"I don’t remember your hand being so small," he commented as he reached for my arm and engulfed his hand in mine.
"It’s the same size it’s always been," I replied.
We were walking down the church aisle. Jerry had moved back to Michigan two years previous returning to his job at Burroughs Corporation and now living in a rented house in Royal Oak, Michigan. Son, Tom, graduated from high school, had returned with him.
And here we were:
Time: 5:00 p.m., October 19, 1984, rehearsal of son John’s wedding.
Place: Franklin, Tennessee
It is now twenty-nine years since that event, seven years longer than our marriage of twenty-two years and five years since his passing in 2008.
His comment that evening – and any time since that the memory surfaces – wrenches my heart as I think of the significance of his comment and the thought and emotion that always surface in my own heart and mind.

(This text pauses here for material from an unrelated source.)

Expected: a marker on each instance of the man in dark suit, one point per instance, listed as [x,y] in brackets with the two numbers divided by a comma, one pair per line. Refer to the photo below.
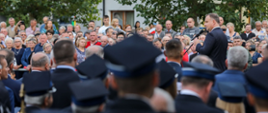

Yes . . . my small hand in yours, Jer. I was small; you were big. And strong. At least on the outside. On the inside, not so much. But I didn’t understand that when we were married.
If I had . . .
Instead, as always, the memory of this seemingly casual exchange wrenches and squeezes my heart in painful remembrance and I wonder . . .
If I had . . .
maybe you would have . . . protected . . .
defended . . .
cherished . . .
that small hand . . . and the person attached to it.